The effects of ocean warming are already being felt on crop yields and fishing stocks, according to the most comprehensive report yet on the topic, released by the International Union for Conservation of Nature at the IUCN World Conservation Congress in Hawaii.
“The scale of ocean warming is truly staggering with the numbers so large that it is difficult for most people to comprehend. If the same amount of heat that has gone into the top 2000 [meters] of the ocean between 1955-2010 had gone into the lower 10 [kilometers] of the atmosphere, then the Earth would have seen a warming of 36 degrees [Celsius],” says the report, “Ocean warming: causes, scale, effects and consequences.”
More than 93 percent of the extra heat generated due to greenhouse gases and other human activities since the 1970s has been absorbed by the ocean. But not without consequences. Critical species like plankton are moving farther north by as much as 10 degrees in the northeast Atlantic in order to reach cooler waters, forcing the animals that feed on them to migrate as well if they are to survive. Rising water temperatures are altering the seasonal ebb and flow of plankton populations in certain areas, potentially causing a mismatch between plankton, fish and other marine animals whose own populations respond to plankton numbers.

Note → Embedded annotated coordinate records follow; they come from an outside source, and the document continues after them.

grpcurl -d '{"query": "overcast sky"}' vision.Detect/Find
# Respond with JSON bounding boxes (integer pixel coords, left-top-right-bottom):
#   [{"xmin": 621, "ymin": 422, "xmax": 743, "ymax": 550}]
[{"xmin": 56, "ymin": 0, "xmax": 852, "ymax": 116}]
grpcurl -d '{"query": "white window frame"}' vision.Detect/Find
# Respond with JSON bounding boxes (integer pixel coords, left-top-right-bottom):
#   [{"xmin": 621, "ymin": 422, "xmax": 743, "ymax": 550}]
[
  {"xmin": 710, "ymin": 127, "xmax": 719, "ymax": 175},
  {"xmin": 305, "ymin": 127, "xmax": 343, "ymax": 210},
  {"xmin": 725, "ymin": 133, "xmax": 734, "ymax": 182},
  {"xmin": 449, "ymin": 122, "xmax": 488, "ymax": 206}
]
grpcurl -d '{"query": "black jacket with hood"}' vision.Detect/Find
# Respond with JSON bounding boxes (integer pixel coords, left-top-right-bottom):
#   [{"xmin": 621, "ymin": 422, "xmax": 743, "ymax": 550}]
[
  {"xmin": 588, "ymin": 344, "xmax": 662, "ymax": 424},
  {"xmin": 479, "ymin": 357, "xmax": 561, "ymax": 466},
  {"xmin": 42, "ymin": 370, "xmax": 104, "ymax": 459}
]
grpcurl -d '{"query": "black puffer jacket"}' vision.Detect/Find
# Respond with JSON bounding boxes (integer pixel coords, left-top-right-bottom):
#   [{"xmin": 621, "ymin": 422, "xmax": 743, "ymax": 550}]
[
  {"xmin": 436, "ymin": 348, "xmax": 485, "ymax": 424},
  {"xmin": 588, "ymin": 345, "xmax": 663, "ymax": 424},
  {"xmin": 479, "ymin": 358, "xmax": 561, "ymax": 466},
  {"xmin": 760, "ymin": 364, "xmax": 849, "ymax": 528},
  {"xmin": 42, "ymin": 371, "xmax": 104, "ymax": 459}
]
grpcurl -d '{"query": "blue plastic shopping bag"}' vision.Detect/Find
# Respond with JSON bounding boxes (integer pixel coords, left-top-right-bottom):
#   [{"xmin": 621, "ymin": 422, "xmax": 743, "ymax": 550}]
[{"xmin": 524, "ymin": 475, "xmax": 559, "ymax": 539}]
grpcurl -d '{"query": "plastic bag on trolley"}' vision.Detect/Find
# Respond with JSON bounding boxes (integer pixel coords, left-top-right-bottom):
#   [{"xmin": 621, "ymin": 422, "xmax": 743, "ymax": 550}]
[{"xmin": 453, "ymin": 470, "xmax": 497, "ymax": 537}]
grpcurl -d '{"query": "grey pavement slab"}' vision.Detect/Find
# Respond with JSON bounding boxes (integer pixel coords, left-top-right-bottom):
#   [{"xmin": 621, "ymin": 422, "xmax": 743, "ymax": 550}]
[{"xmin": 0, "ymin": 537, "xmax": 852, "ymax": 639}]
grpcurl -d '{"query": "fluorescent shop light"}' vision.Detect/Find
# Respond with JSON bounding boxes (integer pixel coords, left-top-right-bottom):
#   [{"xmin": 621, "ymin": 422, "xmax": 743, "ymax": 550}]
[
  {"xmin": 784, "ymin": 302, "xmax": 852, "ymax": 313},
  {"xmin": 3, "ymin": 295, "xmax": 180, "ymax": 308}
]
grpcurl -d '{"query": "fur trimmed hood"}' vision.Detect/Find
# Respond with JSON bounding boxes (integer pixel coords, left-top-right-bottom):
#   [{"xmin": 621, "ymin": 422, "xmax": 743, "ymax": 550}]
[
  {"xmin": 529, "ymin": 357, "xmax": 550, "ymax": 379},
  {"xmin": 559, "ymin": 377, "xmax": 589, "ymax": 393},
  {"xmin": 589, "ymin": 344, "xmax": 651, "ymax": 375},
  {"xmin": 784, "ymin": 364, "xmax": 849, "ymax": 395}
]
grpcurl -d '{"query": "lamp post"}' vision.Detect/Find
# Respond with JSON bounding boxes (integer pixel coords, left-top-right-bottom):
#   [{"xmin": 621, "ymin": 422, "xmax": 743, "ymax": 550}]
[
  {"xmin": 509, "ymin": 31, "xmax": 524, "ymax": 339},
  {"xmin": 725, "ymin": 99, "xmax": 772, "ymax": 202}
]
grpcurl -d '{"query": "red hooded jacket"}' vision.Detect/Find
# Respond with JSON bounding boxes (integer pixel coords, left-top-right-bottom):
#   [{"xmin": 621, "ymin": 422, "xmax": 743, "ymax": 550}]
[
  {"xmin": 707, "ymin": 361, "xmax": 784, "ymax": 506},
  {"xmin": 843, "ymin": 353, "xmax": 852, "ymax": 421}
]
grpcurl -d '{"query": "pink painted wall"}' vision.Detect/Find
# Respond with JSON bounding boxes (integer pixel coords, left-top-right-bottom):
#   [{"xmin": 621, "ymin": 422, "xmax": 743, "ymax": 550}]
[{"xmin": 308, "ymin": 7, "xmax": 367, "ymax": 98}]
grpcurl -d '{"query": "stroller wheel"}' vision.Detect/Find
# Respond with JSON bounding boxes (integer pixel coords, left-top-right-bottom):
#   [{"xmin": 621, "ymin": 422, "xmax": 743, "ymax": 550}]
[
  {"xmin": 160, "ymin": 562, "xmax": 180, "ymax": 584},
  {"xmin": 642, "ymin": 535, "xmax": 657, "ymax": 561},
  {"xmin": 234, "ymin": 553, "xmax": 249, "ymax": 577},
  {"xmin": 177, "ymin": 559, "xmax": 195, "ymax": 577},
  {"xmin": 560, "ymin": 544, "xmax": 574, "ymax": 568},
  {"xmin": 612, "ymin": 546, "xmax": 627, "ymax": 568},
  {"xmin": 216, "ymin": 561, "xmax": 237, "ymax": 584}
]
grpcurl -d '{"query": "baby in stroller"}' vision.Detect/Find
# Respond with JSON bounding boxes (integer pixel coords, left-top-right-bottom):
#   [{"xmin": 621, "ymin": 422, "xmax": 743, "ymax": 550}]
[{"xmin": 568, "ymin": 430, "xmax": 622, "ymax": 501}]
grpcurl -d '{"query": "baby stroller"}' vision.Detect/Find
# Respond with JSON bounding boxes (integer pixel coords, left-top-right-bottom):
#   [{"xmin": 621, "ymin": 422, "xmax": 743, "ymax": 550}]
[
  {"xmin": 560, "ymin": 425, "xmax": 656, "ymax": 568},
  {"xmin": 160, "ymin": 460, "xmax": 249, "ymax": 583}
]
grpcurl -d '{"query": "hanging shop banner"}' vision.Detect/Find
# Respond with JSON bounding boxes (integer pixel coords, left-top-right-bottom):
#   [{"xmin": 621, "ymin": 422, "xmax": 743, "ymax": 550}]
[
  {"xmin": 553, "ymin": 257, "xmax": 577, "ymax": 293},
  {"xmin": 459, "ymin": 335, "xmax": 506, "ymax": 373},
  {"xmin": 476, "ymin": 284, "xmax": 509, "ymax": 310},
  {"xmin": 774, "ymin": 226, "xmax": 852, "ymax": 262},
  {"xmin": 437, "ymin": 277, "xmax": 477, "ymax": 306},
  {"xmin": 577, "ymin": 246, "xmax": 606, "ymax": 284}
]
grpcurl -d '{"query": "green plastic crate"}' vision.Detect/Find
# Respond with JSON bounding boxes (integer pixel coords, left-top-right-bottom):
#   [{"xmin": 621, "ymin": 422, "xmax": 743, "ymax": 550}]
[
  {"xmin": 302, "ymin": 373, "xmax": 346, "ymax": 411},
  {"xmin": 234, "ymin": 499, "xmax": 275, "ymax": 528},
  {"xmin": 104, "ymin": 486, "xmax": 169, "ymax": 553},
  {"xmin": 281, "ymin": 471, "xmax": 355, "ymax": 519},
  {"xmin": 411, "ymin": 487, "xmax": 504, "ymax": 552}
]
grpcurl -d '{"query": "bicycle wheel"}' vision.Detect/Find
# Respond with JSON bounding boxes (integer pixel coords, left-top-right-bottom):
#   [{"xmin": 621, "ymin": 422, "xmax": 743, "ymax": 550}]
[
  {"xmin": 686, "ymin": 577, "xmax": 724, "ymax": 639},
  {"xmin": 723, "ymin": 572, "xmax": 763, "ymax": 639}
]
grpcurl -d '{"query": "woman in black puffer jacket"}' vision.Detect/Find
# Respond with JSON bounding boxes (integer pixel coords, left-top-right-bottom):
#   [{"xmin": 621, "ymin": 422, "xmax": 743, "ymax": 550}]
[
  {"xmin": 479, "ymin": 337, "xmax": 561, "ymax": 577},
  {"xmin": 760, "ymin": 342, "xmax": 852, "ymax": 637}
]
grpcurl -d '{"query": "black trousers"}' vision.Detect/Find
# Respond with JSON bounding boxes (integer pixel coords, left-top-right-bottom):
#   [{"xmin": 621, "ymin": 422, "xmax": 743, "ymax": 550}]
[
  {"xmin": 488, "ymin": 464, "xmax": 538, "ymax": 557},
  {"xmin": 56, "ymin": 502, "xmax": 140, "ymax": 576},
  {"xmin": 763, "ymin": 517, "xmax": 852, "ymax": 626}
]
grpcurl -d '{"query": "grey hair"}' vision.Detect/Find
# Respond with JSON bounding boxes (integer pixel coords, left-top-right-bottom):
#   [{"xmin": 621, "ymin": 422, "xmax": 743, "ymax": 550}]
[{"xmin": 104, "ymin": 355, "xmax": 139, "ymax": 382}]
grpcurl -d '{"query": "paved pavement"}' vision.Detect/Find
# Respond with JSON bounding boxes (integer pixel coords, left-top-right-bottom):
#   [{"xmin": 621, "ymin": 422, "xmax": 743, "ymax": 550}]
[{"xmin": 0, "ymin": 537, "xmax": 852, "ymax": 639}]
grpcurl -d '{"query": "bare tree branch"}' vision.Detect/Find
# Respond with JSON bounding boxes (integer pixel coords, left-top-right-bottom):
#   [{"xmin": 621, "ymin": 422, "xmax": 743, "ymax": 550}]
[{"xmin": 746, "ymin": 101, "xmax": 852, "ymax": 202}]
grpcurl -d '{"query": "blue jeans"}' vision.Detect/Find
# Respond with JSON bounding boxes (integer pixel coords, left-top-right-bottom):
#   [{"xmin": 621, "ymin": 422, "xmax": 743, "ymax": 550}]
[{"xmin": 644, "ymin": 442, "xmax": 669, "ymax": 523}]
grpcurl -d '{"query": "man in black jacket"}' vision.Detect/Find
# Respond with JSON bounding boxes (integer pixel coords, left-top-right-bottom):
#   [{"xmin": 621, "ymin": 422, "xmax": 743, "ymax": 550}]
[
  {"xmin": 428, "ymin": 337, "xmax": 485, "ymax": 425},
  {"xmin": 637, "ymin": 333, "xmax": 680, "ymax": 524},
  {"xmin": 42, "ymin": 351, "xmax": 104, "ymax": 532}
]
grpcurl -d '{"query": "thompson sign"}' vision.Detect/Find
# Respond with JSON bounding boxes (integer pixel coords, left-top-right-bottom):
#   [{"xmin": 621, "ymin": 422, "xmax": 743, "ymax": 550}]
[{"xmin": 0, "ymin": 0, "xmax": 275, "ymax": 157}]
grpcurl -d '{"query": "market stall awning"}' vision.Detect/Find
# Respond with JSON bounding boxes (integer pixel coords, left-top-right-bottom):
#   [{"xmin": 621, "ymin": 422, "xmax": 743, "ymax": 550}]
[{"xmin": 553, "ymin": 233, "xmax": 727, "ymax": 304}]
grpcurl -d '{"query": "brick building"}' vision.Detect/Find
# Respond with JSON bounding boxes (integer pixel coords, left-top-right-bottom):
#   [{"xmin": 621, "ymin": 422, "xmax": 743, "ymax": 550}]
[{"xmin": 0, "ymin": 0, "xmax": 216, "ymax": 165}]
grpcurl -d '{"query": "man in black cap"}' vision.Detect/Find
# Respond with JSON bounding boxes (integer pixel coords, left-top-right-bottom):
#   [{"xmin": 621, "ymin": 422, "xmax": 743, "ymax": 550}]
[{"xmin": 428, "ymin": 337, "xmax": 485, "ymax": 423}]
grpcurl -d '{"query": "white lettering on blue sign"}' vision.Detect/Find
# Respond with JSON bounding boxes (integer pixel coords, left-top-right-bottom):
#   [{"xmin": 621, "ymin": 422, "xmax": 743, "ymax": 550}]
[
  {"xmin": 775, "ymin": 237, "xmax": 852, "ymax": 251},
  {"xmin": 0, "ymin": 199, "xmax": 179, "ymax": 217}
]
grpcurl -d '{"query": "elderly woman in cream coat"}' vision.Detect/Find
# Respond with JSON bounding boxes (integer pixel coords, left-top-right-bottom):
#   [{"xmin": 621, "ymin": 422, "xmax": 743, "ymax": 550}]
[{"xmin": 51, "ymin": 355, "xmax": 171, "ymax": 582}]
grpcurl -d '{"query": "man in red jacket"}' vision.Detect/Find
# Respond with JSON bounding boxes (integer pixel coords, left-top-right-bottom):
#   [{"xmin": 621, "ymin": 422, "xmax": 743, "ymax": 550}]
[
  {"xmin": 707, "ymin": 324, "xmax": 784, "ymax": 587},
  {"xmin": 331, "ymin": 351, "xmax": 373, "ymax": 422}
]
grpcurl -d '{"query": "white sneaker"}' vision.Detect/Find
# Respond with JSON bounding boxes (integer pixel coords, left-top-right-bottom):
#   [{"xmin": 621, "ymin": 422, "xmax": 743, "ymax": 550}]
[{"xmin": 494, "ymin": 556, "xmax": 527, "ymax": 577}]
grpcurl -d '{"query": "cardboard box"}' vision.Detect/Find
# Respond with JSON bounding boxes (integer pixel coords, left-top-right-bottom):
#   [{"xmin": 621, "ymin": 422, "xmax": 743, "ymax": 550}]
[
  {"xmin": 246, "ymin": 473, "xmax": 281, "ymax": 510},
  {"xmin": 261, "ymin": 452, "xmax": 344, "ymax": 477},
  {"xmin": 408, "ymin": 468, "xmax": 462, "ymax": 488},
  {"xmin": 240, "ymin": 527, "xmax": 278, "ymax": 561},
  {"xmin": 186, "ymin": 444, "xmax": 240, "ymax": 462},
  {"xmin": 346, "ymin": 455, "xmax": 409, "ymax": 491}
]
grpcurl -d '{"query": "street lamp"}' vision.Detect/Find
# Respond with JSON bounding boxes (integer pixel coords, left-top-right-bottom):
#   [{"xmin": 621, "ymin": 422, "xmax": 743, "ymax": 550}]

Fish are also shifting their range, resulting in “species invasions and local extinctions, shifts in community structure and increasing dominance of warm-water species,” says the report. Marine Protected Areas (MPA), like Hawaii’s 580,000 square mile Papahānaumokuākea, may not be as effective if vulnerable fish start to adjust their territory. Even cold-water seaweeds, which offer a vital habitat for marine animals, are losing ground, while warm-water species are expanding their presence. Especially in the Arctic, once complex seaweed forests have been replaced by far simpler and less productive “coralline crusts, filamentous turfs or small fleshy seaweeds,” says IUCN.
Warmer ocean temperatures are having on impact on farms, too, by increasing the rainfall in monsoon-regions and lowering precipitation in several sub-tropical regions. Both situations can dramatically hurt crop yields.
“Ocean warming is one of this generation’s greatest hidden challenges – and one for which we are completely unprepared,” IUCN Director General Inger Andersen said in a press release. The statement emphasizes that the greatest losses will be felt by poor coastal communities who depend on fisheries and aquaculture for their subsistence. Together, the two provide roughly 4.3 billion people with about 15 percent of their protein.